I thought this was going to be an antigun diatribe. But yes, blood lead is correlated with measurable changes in mood and intelligence, it is a poison.
Removing it from paint and gasoline were very good ideas. Removing it from the economy is a bad idea.
It’s neat how this article can tie violent crime to chemistry rather than blame it on those given over to sin. (/s)
It can’t be true. If it is, how can we blame satan?
The left is desperate to blame crime on chemicals, genes, poverty, discrimination, being hit on the head, bullying or the phases of the moon.
Anything but on a free choice make by a human being to hurt another person or to unjustly take property.
In liberal land, there is no free will.
An episode of Cosmos a couple of weeks ago showed how a guy trying to see how uranium decomposed into lead discovered this lead link.
It was nearly 30 years from the time he figured out that lead was everywhere in the environment until it was banned and removed from gasoline and paint.

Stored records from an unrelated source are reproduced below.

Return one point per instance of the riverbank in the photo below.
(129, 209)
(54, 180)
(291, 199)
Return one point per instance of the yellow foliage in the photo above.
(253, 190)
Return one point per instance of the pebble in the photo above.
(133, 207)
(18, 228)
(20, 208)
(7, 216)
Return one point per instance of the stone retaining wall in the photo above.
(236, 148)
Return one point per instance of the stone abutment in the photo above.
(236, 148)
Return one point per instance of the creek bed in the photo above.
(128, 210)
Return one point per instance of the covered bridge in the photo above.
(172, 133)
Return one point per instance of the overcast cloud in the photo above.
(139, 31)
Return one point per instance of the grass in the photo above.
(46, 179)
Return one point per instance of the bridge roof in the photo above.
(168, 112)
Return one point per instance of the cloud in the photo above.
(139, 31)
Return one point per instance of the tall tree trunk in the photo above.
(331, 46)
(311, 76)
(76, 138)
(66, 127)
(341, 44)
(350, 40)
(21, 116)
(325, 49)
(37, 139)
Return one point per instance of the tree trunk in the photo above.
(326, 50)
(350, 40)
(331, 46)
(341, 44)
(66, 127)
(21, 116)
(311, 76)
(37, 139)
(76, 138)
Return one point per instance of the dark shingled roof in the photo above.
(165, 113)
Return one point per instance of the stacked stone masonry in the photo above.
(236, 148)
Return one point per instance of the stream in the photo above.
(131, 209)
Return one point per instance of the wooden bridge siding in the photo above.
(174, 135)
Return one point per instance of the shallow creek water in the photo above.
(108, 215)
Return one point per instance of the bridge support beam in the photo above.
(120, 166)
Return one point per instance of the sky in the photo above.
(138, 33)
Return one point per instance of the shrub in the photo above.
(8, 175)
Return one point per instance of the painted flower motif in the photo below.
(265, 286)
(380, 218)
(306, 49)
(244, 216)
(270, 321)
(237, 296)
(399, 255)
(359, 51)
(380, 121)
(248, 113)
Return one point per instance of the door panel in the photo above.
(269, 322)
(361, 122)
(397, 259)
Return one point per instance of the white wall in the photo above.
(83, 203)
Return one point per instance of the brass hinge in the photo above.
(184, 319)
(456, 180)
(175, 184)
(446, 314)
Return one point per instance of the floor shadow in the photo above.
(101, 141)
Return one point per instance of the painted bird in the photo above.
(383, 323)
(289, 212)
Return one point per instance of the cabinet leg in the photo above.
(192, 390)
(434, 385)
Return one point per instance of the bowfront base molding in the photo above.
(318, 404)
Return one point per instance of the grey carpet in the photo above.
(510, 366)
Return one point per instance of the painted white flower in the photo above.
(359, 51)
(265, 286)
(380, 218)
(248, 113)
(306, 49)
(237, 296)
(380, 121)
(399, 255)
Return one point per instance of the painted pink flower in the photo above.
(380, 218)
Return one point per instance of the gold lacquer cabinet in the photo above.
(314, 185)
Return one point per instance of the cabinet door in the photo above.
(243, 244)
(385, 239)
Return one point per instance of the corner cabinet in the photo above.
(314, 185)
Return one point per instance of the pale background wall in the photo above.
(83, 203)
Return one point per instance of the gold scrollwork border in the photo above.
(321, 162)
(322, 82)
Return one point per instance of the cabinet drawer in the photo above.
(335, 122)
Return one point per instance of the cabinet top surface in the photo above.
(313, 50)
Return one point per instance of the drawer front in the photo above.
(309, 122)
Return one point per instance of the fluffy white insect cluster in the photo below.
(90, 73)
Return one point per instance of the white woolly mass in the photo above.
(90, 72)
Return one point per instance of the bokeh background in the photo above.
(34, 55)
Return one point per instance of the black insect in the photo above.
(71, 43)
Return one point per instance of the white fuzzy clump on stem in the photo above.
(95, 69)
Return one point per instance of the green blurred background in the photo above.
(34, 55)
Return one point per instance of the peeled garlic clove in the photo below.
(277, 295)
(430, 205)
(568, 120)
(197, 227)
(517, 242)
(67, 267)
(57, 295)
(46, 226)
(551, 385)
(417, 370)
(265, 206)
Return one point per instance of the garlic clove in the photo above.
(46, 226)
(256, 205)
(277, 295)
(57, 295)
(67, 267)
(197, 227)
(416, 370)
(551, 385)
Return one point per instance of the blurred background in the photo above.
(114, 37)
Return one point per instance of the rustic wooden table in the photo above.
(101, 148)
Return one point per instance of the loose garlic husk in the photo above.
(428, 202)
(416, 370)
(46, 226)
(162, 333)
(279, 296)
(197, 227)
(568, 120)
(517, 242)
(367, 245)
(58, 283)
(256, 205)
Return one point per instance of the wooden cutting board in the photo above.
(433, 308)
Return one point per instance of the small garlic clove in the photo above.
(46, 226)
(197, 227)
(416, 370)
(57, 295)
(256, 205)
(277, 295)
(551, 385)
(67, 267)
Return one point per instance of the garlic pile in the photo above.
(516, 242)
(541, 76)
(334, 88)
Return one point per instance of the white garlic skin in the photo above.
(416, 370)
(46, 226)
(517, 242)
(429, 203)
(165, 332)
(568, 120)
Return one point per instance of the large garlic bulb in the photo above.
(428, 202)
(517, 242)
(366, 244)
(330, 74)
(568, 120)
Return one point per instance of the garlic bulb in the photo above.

The Urban Feral Blacks and Latrinos are too young to have been affected as this “hypothesis” claims.
“Yutes” now acting out their ‘ethnic privilege’ were a whole generation removed - ergo, ZOT!
It’s clearly established that children from single parent families are 60% more likely to become criminal offenders.
This is because children from heterosexual, two-parent families are generally raised on a “success track”; but those raised by a single parent are raised on a “survival track”. Success oriented children are focused on improving themselves and their lives; but survival oriented children live by “the law of the jungle”, the scramble to keep what they have, and the tendency to band together into violent gangs.
Now this being an axiom, which group do you suppose gets more traumatic head injuries? So it can truly be said that such injuries are likely just as much cause as they are effect.
Certainly head injuries can make someone prone to violence; but what about a head injury in a person who is already violent?
The answer to this can only be divined with a significant decline in the number of children raised by single parents.
If this is true, then it is ironic that lead can be both a cause and a cure for violent crime.
If large amounts of lead in the atmosphere caused crime, then we see equal amounts of crime from all groups affected by the lead. We don’t. Some groups commit far more crime than others. Lead is not good for you, but to describe as a cause for crime sounds specious to me.
Abortion is the single biggest contributor to the drop in crime.
Actually, there’s two critical levels for lead. The one mentioned in the article is the lower level, where you have normal function then devolving into criminal behavior. The second critical point is acute lead deficiency, which can be homeowner administered at any location, by any person. Applied at the proper location, this dosage solves all of the criminal behaviors. Permanently.